Por Omar Aguilar.
En las líneas sangrientas de los ataques del narco es difícil delimitar los móviles, también, políticos.
Desde las últimas dos décadas el poder político empezó a ver como “normal” las disputas que surgen entre los grupos del narcotráfico después de cada cambio de gobierno, a nivel federal o en los estados. La operación de los cárteles siempre había sido encubierta por pactos con el Estado y los gobiernos, pero en los últimos años irrumpió en la esfera pública casi igual que el terrorismo, con ataques, enfrentamientos, decapitaciones y mensajes.
Esos grupos, que controlan lo mismo el tráfico de drogas como el lavado de dinero, el secuestro, la extorsión, la trata de personas y la prostitución, buscan en cada cambio de gobierno su propio reacomodo. La oportunidad es mayor cuando el grupo dominante pierde fuerza; cuando sus líderes han sido detenidos o cuando, con la llegada de otras autoridades, son reemplazados sus secuaces infiltrados en las fuerzas policiales y Fiscalías.
En varios estados del país, principalmente en el Norte, desde que inició este 2017 se recrudeció la disputa por el control del trasiego y los territorios del Cártel de Sinaloa, después de que Joaquín “El Chapo” Guzmán fuera recapturado y extraditado a Estados Unidos.

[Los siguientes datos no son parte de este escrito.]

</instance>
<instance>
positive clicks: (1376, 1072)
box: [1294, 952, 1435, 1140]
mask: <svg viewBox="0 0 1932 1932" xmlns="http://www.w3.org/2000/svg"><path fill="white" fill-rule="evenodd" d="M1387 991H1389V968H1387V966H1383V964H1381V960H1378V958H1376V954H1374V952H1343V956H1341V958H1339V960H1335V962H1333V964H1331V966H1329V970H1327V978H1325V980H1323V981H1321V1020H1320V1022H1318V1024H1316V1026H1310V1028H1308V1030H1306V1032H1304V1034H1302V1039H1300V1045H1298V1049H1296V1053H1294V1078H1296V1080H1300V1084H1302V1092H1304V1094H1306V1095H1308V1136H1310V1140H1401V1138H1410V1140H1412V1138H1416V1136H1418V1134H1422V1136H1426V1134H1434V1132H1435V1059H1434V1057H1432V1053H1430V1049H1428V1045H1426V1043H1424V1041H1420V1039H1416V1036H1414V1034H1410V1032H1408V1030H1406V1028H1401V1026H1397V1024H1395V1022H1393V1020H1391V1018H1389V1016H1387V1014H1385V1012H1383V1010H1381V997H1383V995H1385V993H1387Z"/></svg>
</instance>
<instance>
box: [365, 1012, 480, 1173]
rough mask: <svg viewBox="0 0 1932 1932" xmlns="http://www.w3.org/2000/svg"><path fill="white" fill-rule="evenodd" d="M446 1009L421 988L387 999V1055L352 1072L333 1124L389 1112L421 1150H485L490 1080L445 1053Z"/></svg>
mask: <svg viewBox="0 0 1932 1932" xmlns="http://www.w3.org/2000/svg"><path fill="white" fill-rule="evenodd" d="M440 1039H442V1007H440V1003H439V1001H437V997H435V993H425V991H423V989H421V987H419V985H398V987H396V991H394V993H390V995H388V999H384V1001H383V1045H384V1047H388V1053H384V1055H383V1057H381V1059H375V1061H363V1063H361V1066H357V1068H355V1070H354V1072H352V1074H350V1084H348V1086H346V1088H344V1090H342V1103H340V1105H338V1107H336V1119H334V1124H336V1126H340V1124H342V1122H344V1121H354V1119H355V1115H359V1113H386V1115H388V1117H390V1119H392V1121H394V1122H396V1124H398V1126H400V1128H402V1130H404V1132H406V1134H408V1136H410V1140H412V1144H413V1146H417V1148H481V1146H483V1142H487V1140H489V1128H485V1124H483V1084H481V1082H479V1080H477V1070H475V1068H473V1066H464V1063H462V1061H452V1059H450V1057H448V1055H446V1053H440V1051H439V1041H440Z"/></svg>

El mayor número de ataques se ha reportado, además, en las entidades donde hubo cambios de gobierno y, principalmente, de partido en el poder.
El equilibrio sostenido por esos acuerdos de impunidad entre el poder político y el del narcotráfico, se quebrantó también en Quintana Roo. Los Zetas, que habían dominado el norte de la entidad desde que perpetraron en Cancún la mayor ejecución múltiple en noviembre de 2004 -meses antes de que Joaquín Hendricks entregara el poder a Félix González Canto-, fueron desplazados en la plaza de la Riviera Maya por ex miembros de los cárteles de Sinaloa, del Golfo y Jalisco Nueva Generación que, agrupados, fueron reconocidos por autoridades militares desde 2014 como el “Cártel de Cancún”.
Ahora los Zetas reclaman el territorio perdido en donde las ganancias, sólo por la venta de drogas, es de mil 500 millones de dólares al año. El enroque para controlar ese “negocio” fue el móvil de los ataques en el primer mes del año al bar Blue Parrot de Playa del Carmen y contra el edificio de la Fiscalía General de Quintana Roo, en Cancún.
El móvil político no se ha podido delimitar pero una clave está en el rifle de asalto p90 que aseguró la Fiscalía luego de que sus agentes repelieron el ataque a sus instalaciones en Cancún. En Quintana Roo sólo hay registrados dos rifles de este tipo y habían estado en manos de los escoltas del ex gobernador Roberto Borge. Este vínculo entre el narcotráfico y el poder político en la entidad, debería ser también una línea de investigación.
Y esa línea debería extenderse más allá del gobierno que acaba de dejar el poder en Quintana Roo porque el vínculo con el crimen organizado involucra también a ex presidentes municipales como Fredy Marrufo, nombrado recientemente delegado de la Sedatu por el gobierno federal y quien durante su gestión en el Ayuntamiento de Cozumel (2013-2016) protegió al delincuente más buscado aquí en los últimos años, Alejandro Chacón Mantilla, quien finalmente fue aprehendido hace cinco días en Playa del Carmen.
La firma del ex presidente municipal está impresa, incluso, en la licencia de conducir que la Dirección de Tránsito y Seguridad Pública de Cozumel le expidió a Chacón Mantilla, en agosto de 2016, bajo el nombre de Carlos Martínez Alcocer, cuando ya era buscado por las autoridades locales y federales bajo cargos de crimen organizado.
Esos acuerdos de impunidad se están resquebrajando y los poderes, criminales y políticos, están respondiendo con ráfagas de fuego.